Most students agree that these drugs don’t provide creative thoughts; rather, they loosen the constraints of a rational human mind and build the confidence necessary to express unique or nonsensical ideas. “Drugs can sometimes facilitate a person’s ability to differently represent the creativity that is already inside him,” says Justin B. Wymer ’12, a poet, who admits to occasionally using alcohol outside of its societally-sanctioned role as a conversation starter and instead as a literary jumpstart.
“Sometimes I drink just a little bit because it is a way to break consciousness,” he says. “I don’t think drinking makes me more creative. But I think it makes me less afraid to say the creative thoughts that I already have.”
This artistic objective to break with a preconceived reality comes from a long line of poetic thought, reaching all the way back to Andre Breton and the origins of surrealism. By breaking with the predetermined images of the world in their accepted states and by embracing the unconscious, which does not play by the rules of reality, artists can shed insight on society in interesting and progressive ways.
“For me, colors and tastes really cross over with the other senses.
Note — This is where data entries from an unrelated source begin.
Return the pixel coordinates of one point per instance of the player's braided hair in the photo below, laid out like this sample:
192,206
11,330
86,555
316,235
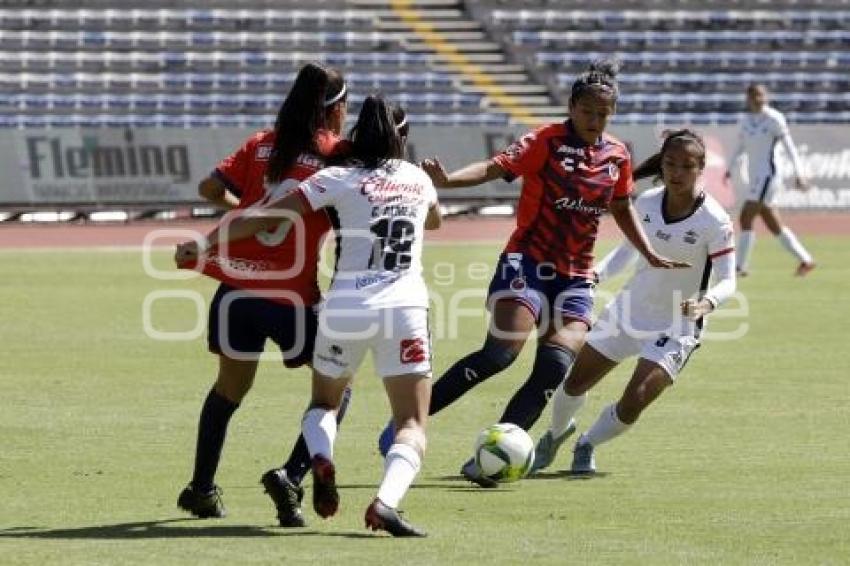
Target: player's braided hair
316,90
375,137
600,78
652,166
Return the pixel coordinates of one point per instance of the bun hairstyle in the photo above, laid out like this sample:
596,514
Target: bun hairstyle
600,79
317,89
652,166
375,137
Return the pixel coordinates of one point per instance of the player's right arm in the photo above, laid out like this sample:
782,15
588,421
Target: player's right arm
524,156
472,175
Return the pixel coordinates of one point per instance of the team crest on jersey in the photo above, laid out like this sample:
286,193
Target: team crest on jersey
413,351
264,152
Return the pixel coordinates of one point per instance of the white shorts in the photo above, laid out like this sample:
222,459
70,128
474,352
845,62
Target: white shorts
615,343
763,187
398,338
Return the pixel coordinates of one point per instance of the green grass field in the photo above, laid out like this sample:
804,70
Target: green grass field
745,461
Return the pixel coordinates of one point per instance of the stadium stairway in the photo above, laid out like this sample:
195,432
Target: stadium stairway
459,45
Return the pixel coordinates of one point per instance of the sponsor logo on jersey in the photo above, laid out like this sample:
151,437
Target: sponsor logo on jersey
264,151
518,284
413,351
515,260
579,205
370,279
567,150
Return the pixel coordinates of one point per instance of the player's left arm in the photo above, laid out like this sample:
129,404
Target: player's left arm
722,255
243,223
784,135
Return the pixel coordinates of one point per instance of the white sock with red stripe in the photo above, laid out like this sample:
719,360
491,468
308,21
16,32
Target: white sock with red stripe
606,427
319,429
400,468
746,240
564,409
790,242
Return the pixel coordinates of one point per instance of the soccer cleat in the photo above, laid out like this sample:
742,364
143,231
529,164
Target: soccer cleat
804,268
386,439
472,472
204,505
325,496
286,496
384,518
547,447
584,464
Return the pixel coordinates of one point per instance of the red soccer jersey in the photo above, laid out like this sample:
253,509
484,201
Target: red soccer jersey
567,185
266,262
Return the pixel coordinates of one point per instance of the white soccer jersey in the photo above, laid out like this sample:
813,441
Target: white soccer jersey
758,136
381,214
651,300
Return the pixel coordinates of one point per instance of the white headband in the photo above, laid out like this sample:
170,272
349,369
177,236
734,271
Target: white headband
336,98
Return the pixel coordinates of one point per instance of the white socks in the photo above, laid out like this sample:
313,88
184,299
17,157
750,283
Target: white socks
606,427
745,245
401,465
319,429
790,242
564,408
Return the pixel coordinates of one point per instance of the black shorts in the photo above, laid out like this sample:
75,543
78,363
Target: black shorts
240,322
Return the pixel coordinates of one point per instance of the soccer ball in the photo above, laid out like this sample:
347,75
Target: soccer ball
504,452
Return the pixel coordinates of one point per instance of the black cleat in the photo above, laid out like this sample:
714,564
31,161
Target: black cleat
384,518
325,496
204,505
286,496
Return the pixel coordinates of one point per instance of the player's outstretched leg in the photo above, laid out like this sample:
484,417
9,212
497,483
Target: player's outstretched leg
409,397
202,498
552,363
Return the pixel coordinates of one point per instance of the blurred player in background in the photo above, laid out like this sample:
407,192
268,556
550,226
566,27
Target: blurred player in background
377,301
256,299
573,172
762,128
659,314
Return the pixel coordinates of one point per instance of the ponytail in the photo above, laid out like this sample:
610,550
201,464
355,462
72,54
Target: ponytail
651,167
375,138
315,91
600,78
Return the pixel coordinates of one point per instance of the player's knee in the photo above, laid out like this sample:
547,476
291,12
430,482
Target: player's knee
496,357
556,356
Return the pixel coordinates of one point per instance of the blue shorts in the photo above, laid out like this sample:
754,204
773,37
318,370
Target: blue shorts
540,288
240,323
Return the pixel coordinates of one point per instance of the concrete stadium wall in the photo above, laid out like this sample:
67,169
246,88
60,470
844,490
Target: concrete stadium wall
161,167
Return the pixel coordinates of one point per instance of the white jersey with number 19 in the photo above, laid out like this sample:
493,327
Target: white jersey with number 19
381,214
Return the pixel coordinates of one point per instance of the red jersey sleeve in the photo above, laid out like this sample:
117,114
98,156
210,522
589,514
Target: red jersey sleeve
235,169
524,156
624,184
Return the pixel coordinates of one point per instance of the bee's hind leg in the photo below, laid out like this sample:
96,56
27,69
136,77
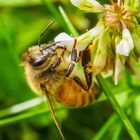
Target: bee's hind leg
86,58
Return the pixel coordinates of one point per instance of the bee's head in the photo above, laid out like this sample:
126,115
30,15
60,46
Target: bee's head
38,58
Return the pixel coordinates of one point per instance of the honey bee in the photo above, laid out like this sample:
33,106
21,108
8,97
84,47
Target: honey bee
49,71
43,79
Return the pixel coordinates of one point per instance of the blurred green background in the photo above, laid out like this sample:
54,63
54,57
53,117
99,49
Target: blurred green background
21,22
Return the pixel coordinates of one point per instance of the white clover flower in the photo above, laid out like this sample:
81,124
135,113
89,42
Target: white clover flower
126,44
88,5
64,39
84,40
117,37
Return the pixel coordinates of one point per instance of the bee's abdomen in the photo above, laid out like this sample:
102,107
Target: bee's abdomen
72,95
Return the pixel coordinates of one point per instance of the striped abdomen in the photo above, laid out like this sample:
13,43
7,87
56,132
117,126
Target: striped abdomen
72,95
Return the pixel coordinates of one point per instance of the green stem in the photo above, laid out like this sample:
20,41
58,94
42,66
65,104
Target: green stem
23,116
21,107
133,134
104,128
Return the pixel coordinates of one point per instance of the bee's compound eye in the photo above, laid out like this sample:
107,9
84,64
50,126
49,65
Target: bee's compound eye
38,61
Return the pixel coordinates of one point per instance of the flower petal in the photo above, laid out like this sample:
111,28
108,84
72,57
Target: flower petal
126,44
64,39
84,40
102,51
88,5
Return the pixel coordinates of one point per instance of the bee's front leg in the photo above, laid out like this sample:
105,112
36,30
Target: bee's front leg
59,60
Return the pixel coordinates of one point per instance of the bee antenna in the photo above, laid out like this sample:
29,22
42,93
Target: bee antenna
44,32
54,116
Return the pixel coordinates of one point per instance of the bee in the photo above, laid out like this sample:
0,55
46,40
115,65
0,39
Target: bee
47,68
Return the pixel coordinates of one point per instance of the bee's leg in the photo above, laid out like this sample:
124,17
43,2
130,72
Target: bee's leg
72,64
86,58
59,60
73,60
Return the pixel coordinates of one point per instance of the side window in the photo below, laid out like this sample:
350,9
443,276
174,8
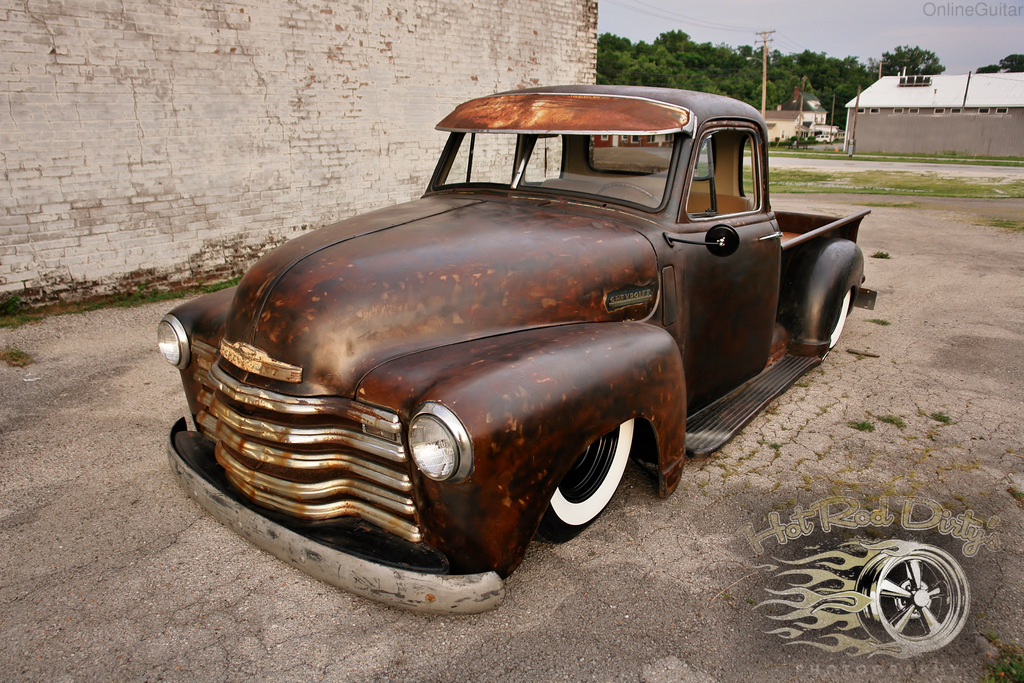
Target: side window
726,177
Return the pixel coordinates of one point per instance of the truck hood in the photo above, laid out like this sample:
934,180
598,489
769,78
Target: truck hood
335,303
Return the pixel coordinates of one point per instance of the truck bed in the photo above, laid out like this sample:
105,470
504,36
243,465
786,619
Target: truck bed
800,227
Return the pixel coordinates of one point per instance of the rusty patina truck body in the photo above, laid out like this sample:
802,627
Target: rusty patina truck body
397,403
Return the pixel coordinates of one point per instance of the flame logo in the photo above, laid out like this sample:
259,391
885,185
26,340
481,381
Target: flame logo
899,598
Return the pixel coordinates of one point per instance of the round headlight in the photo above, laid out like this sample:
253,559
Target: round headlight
173,341
439,443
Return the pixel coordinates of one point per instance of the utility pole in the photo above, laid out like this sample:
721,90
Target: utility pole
851,140
764,68
803,85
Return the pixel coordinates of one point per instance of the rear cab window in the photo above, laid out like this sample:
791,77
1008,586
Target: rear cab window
726,175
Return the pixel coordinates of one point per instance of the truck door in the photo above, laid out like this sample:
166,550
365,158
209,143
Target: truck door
728,304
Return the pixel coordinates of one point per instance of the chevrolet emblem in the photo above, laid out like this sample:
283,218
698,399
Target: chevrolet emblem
258,361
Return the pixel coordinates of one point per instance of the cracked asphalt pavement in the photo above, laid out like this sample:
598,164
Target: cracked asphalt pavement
108,571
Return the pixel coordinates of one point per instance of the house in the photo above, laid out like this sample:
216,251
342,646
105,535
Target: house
969,114
783,124
809,105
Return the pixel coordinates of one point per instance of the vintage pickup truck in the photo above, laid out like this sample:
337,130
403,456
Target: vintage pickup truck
399,402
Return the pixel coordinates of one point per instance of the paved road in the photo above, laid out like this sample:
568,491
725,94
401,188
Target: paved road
108,571
948,170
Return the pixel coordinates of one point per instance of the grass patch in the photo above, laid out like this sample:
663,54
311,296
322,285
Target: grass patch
1009,666
12,312
893,205
1012,225
944,158
892,182
894,420
15,357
And a lot of times whenever I’m sober [I think], ‘Wow, people are going to think that sounds crazy,’” Wymer says. “But when I say that someone talks to me in cinnamon when I’m not as inhibited as much with alcohol, I’m not afraid to write it.”
Lingering in the unconscious can thus produce unique and seemingly illogical thoughts, but it takes an artist’s trained, and sometimes tripped-out, mind to grasp the images produced there and recreate them on the conscious level.